You are viewing a plain text version of this content. The canonical link for it is here.

Posted to user@nutch.apache.org by Ramakrishna <ra...@dioxe.com> on 2013/07/12 14:54:41 UTC

Exception while running Nutch

Injector: starting at 2013-07-12 18:17:41
Injector: crawlDb: bin/nutch
Injector: urlDir: crawl
Injector: Converting injected urls to crawl db entries.
Injector: org.apache.hadoop.mapred.InvalidInputException: Input path does
not exist: file:/D:/apache-nutch/crawl
	at
org.apache.hadoop.mapred.FileInputFormat.listStatus(FileInputFormat.java:190)
	at
org.apache.hadoop.mapred.FileInputFormat.getSplits(FileInputFormat.java:201)
	at org.apache.hadoop.mapred.JobClient.writeOldSplits(JobClient.java:810)
	at org.apache.hadoop.mapred.JobClient.submitJobInternal(JobClient.java:781)
	at org.apache.hadoop.mapred.JobClient.submitJob(JobClient.java:730)
	at org.apache.hadoop.mapred.JobClient.runJob(JobClient.java:1249)
	at org.apache.nutch.crawl.Injector.inject(Injector.java:217)
	at org.apache.nutch.crawl.Injector.run(Injector.java:248)
	at org.apache.hadoop.util.ToolRunner.run(ToolRunner.java:65)
	at org.apache.nutch.crawl.Injector.main(Injector.java:238)

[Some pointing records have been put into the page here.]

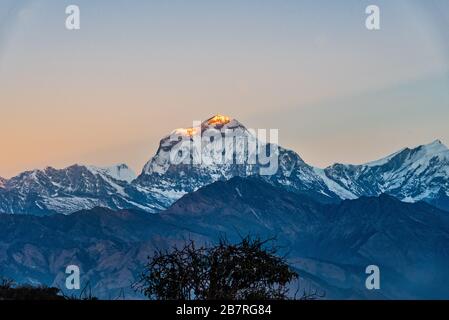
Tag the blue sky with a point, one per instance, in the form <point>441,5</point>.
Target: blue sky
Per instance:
<point>137,69</point>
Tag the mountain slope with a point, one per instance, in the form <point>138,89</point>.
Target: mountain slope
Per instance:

can anybody clear this exception. I think this is the basic one. I don't
know how to solve it.



--
View this message in context: http://lucene.472066.n3.nabble.com/Exception-while-running-Nutch-tp4077551.html
Sent from the Nutch - User mailing list archive at Nabble.com.

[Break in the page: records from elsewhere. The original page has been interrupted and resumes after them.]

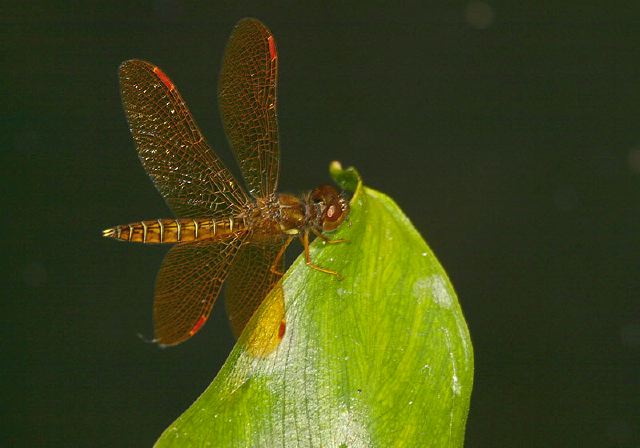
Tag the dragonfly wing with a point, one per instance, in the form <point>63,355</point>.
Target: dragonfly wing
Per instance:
<point>183,167</point>
<point>249,282</point>
<point>188,285</point>
<point>247,100</point>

Re: Exception while running Nutch

Posted by Ramakrishna <ra...@dioxe.com>.

Crawl urls -dir crawl -threads 3 -depth 3 -topN 5

this s the command I'm using pal.. Is there any fault.?



--
View this message in context: http://lucene.472066.n3.nabble.com/Exception-while-running-Nutch-tp4077551p4077966.html
Sent from the Nutch - User mailing list archive at Nabble.com.

Re: Exception while running Nutch

Posted by Lewis John Mcgibbney <le...@gmail.com>.

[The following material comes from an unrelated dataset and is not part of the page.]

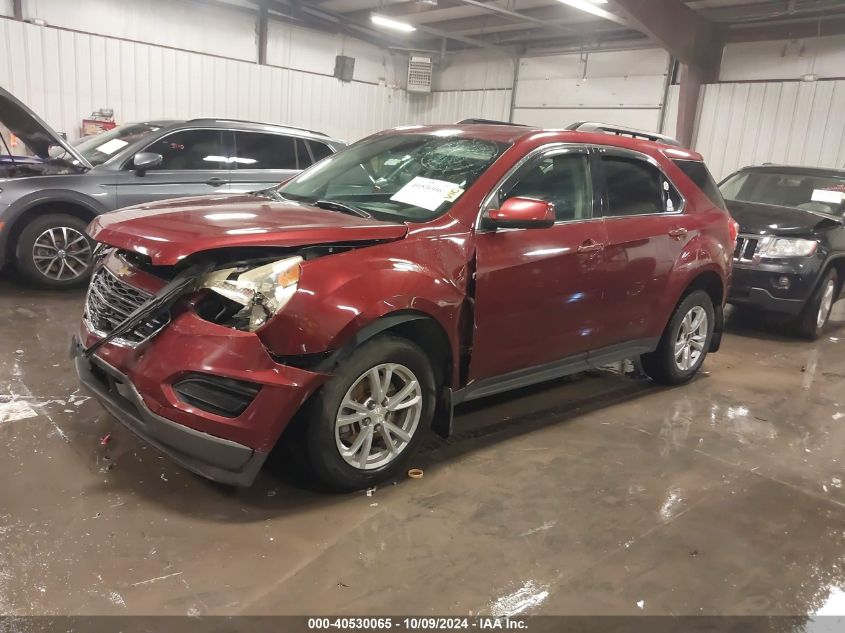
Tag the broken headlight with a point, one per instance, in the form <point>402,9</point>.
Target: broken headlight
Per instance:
<point>787,247</point>
<point>262,291</point>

Please check the syntax you are using for the cli arguments. It is all
wrong.
You can see correct usage syntax on nutch tutorial or on command line
options.
hth
Lewis

On Friday, July 12, 2013, Ramakrishna <ra...@dioxe.com> wrote:
> Injector: starting at 2013-07-12 18:17:41
> Injector: crawlDb: bin/nutch
> Injector: urlDir: crawl
> Injector: Converting injected urls to crawl db entries.
> Injector: org.apache.hadoop.mapred.InvalidInputException: Input path does
> not exist: file:/D:/apache-nutch/crawl
>         at
>
org.apache.hadoop.mapred.FileInputFormat.listStatus(FileInputFormat.java:190)
>         at
>
org.apache.hadoop.mapred.FileInputFormat.getSplits(FileInputFormat.java:201)
>         at
org.apache.hadoop.mapred.JobClient.writeOldSplits(JobClient.java:810)
>         at
org.apache.hadoop.mapred.JobClient.submitJobInternal(JobClient.java:781)
>         at
org.apache.hadoop.mapred.JobClient.submitJob(JobClient.java:730)
>         at org.apache.hadoop.mapred.JobClient.runJob(JobClient.java:1249)
>         at org.apache.nutch.crawl.Injector.inject(Injector.java:217)
>         at org.apache.nutch.crawl.Injector.run(Injector.java:248)
>         at org.apache.hadoop.util.ToolRunner.run(ToolRunner.java:65)
>         at org.apache.nutch.crawl.Injector.main(Injector.java:238)
>
>
> can anybody clear this exception. I think this is the basic one. I don't
> know how to solve it.
>
>
>
> --
> View this message in context:
http://lucene.472066.n3.nabble.com/Exception-while-running-Nutch-tp4077551.html
> Sent from the Nutch - User mailing list archive at Nabble.com.
>

-- 
*Lewis*